Effects of Si addition on microstructure, transformation temperature and mechanical properties of a Ni-free biomedical superelastic β-Ti alloy, Ti–24 at.%Nb–3 at.%Al (TiNbAl), were examined in the compositional range from 0 to 0.9 at.%Si. After the solution treatment at 1273 K, the constituent phases of the alloys with Si concentration lower than 0.7 at.% are parent β-phase (bcc) and athermal ω-phase. The alloys with Si concentration higher than 0.7 at.% contains incoherent (Ti, Nb)3Si particles. Then, the solid solubility limit of Si in TiNbAl at 1273 K is estimated to be 0.7 at.%Si.
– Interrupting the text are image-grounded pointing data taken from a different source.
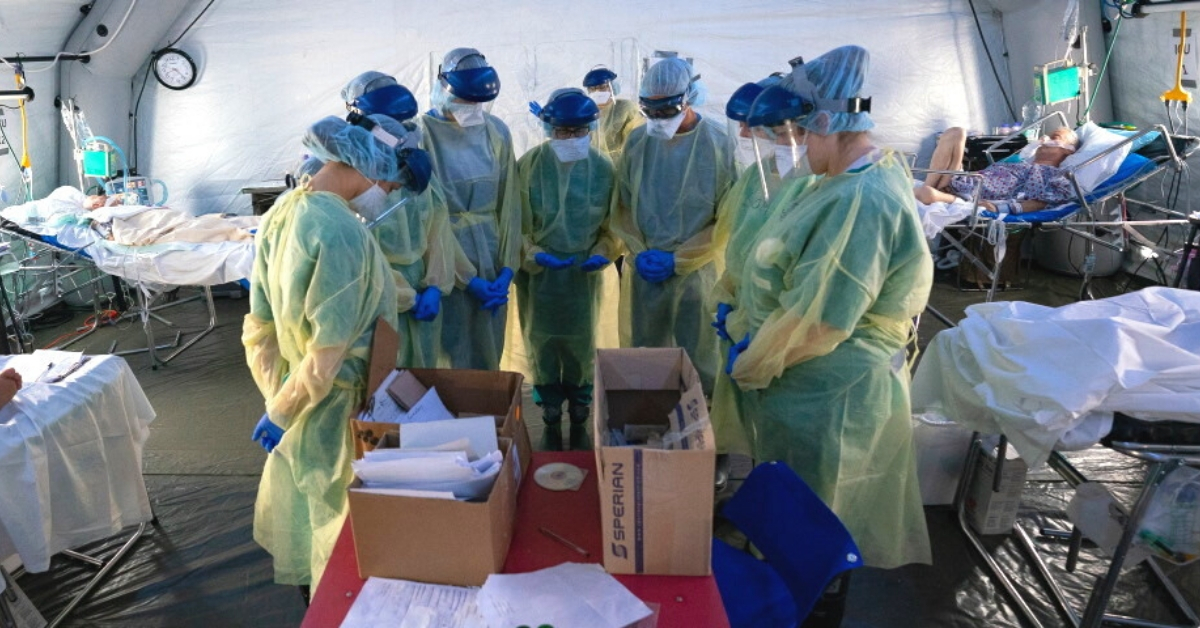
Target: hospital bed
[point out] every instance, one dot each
(1123, 372)
(966, 226)
(155, 270)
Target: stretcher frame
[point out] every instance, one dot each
(1084, 221)
(1163, 459)
(144, 310)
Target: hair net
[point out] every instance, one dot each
(671, 77)
(335, 139)
(366, 82)
(463, 59)
(834, 76)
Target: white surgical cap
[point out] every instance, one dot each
(335, 139)
(366, 82)
(670, 77)
(837, 75)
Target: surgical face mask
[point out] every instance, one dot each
(664, 127)
(574, 149)
(370, 204)
(467, 113)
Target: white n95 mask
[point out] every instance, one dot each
(467, 113)
(664, 127)
(370, 204)
(574, 149)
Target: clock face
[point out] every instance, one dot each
(174, 69)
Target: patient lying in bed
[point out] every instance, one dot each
(1011, 187)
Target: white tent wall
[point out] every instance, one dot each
(34, 29)
(103, 87)
(1143, 67)
(267, 72)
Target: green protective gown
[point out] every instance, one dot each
(564, 213)
(667, 197)
(420, 249)
(744, 210)
(828, 295)
(477, 172)
(319, 283)
(617, 121)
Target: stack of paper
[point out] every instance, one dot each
(580, 596)
(402, 399)
(447, 459)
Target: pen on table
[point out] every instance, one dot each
(564, 542)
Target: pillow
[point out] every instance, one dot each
(1093, 141)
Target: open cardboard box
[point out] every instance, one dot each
(655, 504)
(466, 393)
(444, 542)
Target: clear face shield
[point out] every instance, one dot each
(750, 147)
(789, 155)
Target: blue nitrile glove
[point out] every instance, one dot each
(655, 265)
(594, 263)
(267, 434)
(723, 312)
(735, 351)
(429, 304)
(553, 263)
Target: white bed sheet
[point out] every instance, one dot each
(1051, 377)
(169, 263)
(71, 460)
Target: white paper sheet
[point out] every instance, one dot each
(580, 596)
(480, 431)
(405, 604)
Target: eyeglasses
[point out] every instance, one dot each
(660, 108)
(568, 132)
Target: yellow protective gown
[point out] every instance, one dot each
(421, 250)
(828, 295)
(617, 121)
(743, 213)
(667, 197)
(477, 171)
(564, 213)
(319, 283)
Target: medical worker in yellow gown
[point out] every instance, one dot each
(565, 193)
(670, 181)
(318, 286)
(825, 307)
(618, 117)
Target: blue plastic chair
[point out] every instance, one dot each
(803, 543)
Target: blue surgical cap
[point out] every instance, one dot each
(671, 77)
(834, 76)
(335, 139)
(366, 82)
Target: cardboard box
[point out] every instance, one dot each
(465, 393)
(995, 512)
(655, 504)
(444, 542)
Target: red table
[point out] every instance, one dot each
(683, 600)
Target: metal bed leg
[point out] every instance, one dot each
(213, 324)
(973, 452)
(1099, 599)
(108, 566)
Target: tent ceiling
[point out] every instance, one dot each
(37, 28)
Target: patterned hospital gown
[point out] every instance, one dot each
(1018, 181)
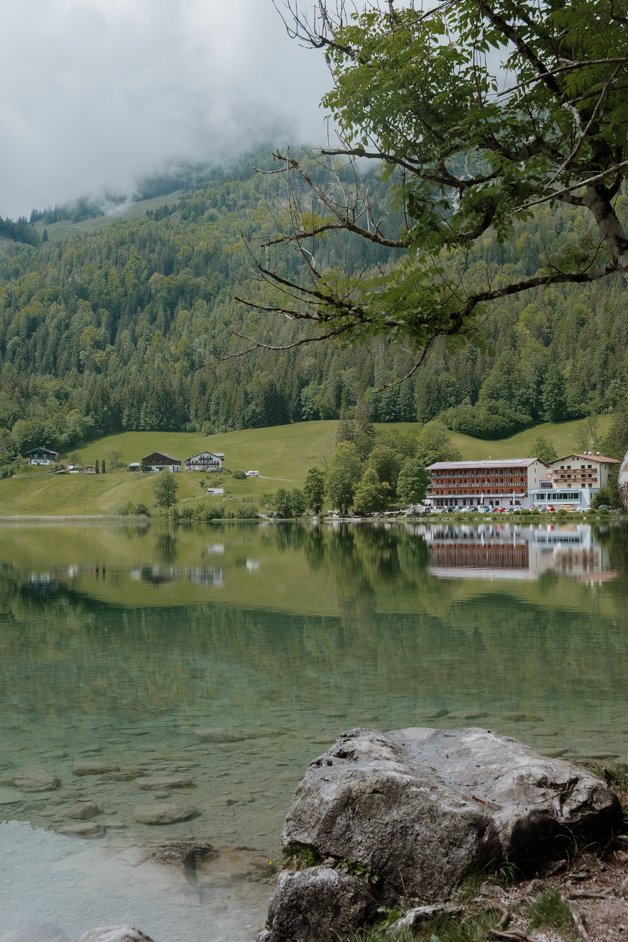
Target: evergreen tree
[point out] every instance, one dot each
(314, 490)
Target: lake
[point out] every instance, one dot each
(203, 668)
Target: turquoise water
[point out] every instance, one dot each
(203, 668)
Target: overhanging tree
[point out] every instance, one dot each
(477, 112)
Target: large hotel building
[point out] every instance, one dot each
(491, 484)
(518, 482)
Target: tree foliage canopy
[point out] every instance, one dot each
(476, 111)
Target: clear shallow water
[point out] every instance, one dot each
(205, 667)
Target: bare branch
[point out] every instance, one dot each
(561, 69)
(560, 194)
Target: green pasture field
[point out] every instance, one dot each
(281, 454)
(66, 229)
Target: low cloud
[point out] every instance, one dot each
(97, 93)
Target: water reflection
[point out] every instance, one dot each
(230, 656)
(359, 560)
(517, 552)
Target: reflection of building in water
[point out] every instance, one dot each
(513, 552)
(211, 575)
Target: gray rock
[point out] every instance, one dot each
(622, 482)
(162, 782)
(317, 905)
(114, 934)
(218, 734)
(82, 811)
(163, 814)
(36, 780)
(414, 811)
(414, 918)
(10, 796)
(36, 932)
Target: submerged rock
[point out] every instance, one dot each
(114, 934)
(412, 812)
(622, 482)
(82, 811)
(36, 932)
(36, 780)
(159, 813)
(319, 903)
(95, 768)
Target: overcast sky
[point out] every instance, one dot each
(96, 93)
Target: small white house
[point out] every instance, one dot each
(159, 462)
(43, 456)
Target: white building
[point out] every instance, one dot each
(205, 461)
(573, 481)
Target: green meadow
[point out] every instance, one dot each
(281, 454)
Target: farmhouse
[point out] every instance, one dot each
(42, 456)
(159, 462)
(491, 484)
(205, 461)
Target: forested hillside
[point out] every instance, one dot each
(136, 327)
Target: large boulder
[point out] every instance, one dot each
(318, 903)
(414, 811)
(622, 482)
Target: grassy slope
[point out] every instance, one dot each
(66, 229)
(282, 455)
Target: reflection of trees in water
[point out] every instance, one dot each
(166, 547)
(615, 540)
(440, 644)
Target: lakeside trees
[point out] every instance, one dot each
(133, 329)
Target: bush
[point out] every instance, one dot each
(135, 509)
(205, 513)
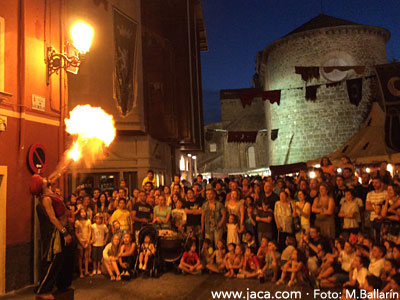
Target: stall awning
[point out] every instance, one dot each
(287, 169)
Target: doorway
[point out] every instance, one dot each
(3, 200)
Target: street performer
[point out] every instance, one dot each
(57, 252)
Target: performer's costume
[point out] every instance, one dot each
(57, 258)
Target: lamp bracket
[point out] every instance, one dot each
(57, 61)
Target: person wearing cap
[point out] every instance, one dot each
(213, 216)
(58, 255)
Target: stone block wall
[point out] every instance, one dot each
(322, 126)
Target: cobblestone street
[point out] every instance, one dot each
(168, 286)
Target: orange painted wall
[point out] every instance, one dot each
(27, 35)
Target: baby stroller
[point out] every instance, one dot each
(172, 245)
(152, 265)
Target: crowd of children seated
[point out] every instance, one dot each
(334, 230)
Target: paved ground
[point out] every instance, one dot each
(168, 286)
Tensile tests revealed that the stress for inducing martensite is raised by Si addition. Thermomechanical analysis revealed that the reverse martensitic transformation finish temperature (Af) becomes lower by Si addition by −250 K/at.%Si. The critical stress for slip deformation evaluated using residual strain increases with increasing Si concentration up to 0.7 at.%Si and the hardening rate is estimated to be 300 MPa/at.%Si. This hardening caused by Si addition is due to the solid-solution strengthening. When Si concentration exceeds 0.7 at.%, incoherent Ti3Si-type precipitates are formed during the homogenization at 1273 K, and no further hardening occurs. Consequently, apparent transformation strain drastically decreases when Si concentration is higher than 0.7 at.%. The Ti3Si-type particles are suggested to act as an obstacle for the stress-induced martensitic transformation. It was concluded that Si is effective to reduce Ms and to raise critical stress for slip of TiNbAl, and that the formation of Ti3Si-type precipitates exhibits negative effect for superelasticity.